By the time my [next] album [flopped], the Biggie situation had happened, it

totally turned the industry against me. Luckily, I wrote and produced all my

own stuff. So I was able to live off of residuals – but at the same time, no

new money was coming in. Luckily, I didn’t go out and get a job or anything.

I had to use my resources from my years in the industry and spread it. I would

do workshops for kids. In teaching them the do’s and the don’t’s,

I was teaching myself.

I remember one time, I was moving because my rent was a little too high and

my checks weren’t supporting [it]. I borrowed somebody’s car and

I’m driving to move, and I turn on to Hot 97, [and they were] just rippin’

me apart. You hear that, millions of people are listening to that. Then you

got a big record that’s dissin’ you, and then you really don’t

have anything goin’ on. That point told me, I’m at the crossroads.

Do I give up? Or do I fight it out? I vowed to fight it out.
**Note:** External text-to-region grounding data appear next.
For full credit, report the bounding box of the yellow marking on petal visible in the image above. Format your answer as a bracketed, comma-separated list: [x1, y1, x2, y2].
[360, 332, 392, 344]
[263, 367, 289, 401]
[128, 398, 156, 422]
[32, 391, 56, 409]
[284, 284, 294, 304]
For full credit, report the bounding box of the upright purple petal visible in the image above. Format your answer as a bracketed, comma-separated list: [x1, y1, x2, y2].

About the Biggie thing, on the Hip-Hop Babylon,

I thought that was man of you to admit what that did to you and your career.

I also give you credit, as un-Hip-Hop as it may sound, for never going back

at him.

Kwame: It is what it is. I think this is just how I raised.
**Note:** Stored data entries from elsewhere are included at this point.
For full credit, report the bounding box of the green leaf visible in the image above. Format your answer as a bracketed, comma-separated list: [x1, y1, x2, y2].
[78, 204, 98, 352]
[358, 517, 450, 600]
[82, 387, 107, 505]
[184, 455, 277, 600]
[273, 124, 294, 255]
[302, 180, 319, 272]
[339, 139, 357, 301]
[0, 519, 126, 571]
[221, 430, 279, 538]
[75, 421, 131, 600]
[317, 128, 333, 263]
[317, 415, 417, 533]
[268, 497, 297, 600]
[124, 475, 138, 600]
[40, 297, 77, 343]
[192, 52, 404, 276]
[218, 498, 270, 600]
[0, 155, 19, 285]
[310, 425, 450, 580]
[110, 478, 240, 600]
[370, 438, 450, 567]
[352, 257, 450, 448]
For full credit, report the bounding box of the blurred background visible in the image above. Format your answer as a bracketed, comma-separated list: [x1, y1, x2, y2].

Whatever happens to you, you allow. Anybody can say anything about you. If two

kids are fighting and one kid’s getting’ bullied, and he fights

back out of anger, he’s gonna lose ‘cuz he doesn’t know what

he’s doing. He just throwing punches and spazzing out. If you doing something

in Hip-Hop, you’re bound to get dissed. What’s the point of holding

on to it? ‘Cuz at one point, I did hold on, and held a grudge. That’s

not gonna help. Keep it moving. I’ve always been curious, especially since

you’re doing so much for the legends, has Premier ever apologized for

his role in that record?

Kwame: No, never. But Premier’s very cool. I don’t

think that has anything to do with him. I had discussions with Biggie about

the record, with Puff about the record. At the time of Biggie’s death,

everything was squashed between everybody. In the beginning, it wasn’t.

Puff and Biggie approached me personally. They pretty much apologized. It didn’t

do anything to help me. Puff didn’t make a producer on any records… Maybe this Heavy D record will be redemption.

Kwame: I’m doing a few projects with Bad Boy. I’m

doing stuff with Babs from Da Band. You were partners with Amen-Ra, who was a big

part of Bad Boy.

Kwame: Yeah, well, Amen-Ra, I grew up with him. He was the DJ

at my eighth grade prom – him and Herbie Luv. I don’t look for any redemption.

My success is my redemption. Going out on a comical note, so many trends in

Hip-Hop were crazy in the early 90’s. What style from right now do you

think is played out?

Kwame: I swear to God,

if I see another throwback jersey… You know what I hate? Anything iced

out. I shouldn’t be one to talk, because I have jewelry myself. But

when anything involving rap becomes the poster child uniform for rap, it

deserves to be played out. When it’s hot, it’s exclusive.